I guess the target shape might be wrong.
nn.CrossEntropyLoss expects the target to have the shape [batch_size=10] containing the class indices in the range [0, nb_classes-1 = 999].
If your target is one-hot encoded, use target = torch.argmax(target, 1) to create the expected target with the class indices.

1 Like

I solved the size problem. but I have 6 classes in total. hence, he expects target efficiency to be at [10,6,256,256] dimensions. The output data is [10,2048,256,256] due to the resnet. How can I fix the output data? I want it to be [10,6,256,256].

Are you working on a multi-class segmentation use case?
If so, then the target should have the shape [10, 256, 256] and contain values in the range [0, 5].
How did you end up with an output of [10,2048,256,256]?
It seems that the spacial size wasn’t reduced at all, which should be the case for a resnet.

Yes, I am working on semantic segmentation on the RGB image.

Since Batch_size = 10 and class_num = 6, my target size is [10,6,256,256].

Yes, I use Resnet architecture, so the output size is [10,2048,256,256].

If you are using nn.CrossEntropyLoss or nn.NLLLoss, the target shape is wrong, as explained before.

ResNet would return an output of [batch_size, 1000], so you would have to manipulate it in some way to get this output. What were these modifications?

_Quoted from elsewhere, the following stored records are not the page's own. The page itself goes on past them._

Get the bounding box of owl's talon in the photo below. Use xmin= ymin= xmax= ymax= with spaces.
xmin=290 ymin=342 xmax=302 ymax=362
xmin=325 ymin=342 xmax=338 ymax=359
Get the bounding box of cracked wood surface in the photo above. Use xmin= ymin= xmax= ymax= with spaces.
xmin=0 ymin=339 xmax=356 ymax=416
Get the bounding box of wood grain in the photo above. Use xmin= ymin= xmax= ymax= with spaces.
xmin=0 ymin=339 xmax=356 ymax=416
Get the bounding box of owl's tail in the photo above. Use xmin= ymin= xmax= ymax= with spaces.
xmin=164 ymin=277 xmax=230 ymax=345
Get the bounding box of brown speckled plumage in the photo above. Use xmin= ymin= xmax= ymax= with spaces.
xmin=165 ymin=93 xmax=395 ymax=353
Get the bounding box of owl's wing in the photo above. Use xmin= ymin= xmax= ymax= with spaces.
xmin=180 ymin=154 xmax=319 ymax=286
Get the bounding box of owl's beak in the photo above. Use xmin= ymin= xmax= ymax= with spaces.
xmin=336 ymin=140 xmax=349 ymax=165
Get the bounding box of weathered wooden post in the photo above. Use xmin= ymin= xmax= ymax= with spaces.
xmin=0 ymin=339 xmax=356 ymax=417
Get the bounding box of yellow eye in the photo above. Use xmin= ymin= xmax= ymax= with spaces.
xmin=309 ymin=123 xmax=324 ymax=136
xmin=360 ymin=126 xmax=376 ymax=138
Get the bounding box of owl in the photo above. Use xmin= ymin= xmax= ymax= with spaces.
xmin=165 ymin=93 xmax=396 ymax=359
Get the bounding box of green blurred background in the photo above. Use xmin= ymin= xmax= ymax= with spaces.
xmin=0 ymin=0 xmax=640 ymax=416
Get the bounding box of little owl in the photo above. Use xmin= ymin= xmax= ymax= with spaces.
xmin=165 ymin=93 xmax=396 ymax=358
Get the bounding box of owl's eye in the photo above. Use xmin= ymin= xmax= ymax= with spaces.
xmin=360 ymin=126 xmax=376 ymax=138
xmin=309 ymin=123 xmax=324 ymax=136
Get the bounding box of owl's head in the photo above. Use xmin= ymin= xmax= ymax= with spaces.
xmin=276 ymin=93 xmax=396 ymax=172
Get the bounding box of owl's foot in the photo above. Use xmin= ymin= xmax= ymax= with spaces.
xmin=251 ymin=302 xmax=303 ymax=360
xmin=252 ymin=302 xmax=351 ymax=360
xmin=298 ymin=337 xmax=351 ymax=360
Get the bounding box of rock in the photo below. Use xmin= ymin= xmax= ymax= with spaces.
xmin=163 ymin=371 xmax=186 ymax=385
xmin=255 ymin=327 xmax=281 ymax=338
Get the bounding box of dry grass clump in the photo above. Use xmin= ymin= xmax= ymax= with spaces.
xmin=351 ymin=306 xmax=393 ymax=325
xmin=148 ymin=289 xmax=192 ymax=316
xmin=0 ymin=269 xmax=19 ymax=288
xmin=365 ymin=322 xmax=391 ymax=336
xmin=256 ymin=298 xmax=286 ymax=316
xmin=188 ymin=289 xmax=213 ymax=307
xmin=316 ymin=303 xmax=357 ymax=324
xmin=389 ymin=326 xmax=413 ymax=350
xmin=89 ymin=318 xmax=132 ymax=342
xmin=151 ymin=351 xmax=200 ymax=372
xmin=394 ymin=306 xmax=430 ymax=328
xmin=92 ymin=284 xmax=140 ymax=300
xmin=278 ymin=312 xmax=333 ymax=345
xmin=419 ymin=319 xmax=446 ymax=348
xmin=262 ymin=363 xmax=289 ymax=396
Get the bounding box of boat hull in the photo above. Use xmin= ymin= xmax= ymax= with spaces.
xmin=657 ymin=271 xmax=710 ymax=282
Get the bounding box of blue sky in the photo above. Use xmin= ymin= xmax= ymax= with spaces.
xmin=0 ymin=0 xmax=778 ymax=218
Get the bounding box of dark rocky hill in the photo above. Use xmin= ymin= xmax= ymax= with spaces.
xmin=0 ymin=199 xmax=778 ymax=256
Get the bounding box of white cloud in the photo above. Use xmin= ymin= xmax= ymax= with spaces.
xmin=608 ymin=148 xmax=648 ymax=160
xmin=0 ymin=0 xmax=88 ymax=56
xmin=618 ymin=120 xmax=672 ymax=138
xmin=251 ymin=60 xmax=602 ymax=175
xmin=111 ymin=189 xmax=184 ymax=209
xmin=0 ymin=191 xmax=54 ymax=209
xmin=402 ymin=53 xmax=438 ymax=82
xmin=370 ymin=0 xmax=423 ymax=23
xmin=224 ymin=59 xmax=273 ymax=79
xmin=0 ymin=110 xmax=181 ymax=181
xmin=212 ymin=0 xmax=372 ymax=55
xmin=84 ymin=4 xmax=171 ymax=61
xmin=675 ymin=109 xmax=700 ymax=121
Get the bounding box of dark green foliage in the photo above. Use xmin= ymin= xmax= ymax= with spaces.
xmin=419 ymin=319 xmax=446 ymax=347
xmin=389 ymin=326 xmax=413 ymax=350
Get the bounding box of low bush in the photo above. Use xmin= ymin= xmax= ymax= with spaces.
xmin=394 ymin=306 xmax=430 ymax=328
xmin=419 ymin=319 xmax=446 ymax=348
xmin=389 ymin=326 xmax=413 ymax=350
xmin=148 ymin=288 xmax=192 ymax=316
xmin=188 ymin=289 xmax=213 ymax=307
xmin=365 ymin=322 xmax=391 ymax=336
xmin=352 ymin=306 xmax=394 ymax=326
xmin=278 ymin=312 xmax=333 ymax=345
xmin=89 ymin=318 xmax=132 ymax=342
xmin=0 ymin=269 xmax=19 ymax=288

I changed self.avgpool = nn.AdaptiveAvgPool2d ((1, 1)) and self.fc = nn.Linear (512 * block.expansion, num_classes in the last layer and deleted the line torch.flatten (x, 1). I used nn.Softmax2d () and self.avgpool = nn.AdaptiveAvgPool2d ((256, 256)).

sorry. class_num = 7

In that case you would have to reduce the output channels from 2048 to the number of classes, e.g. by using a conv layer with out_channels=nb_classes. The kernel size might be 1x1, but it depends on your use case, if that’s the best approach.

The target would still be wrong:

the target should have the shape [10, 256, 256] and contain values in the range [0, nb_classes-1]

sorry but i don’t think i fully understand.

Thanks for the concise reply. This worked for me!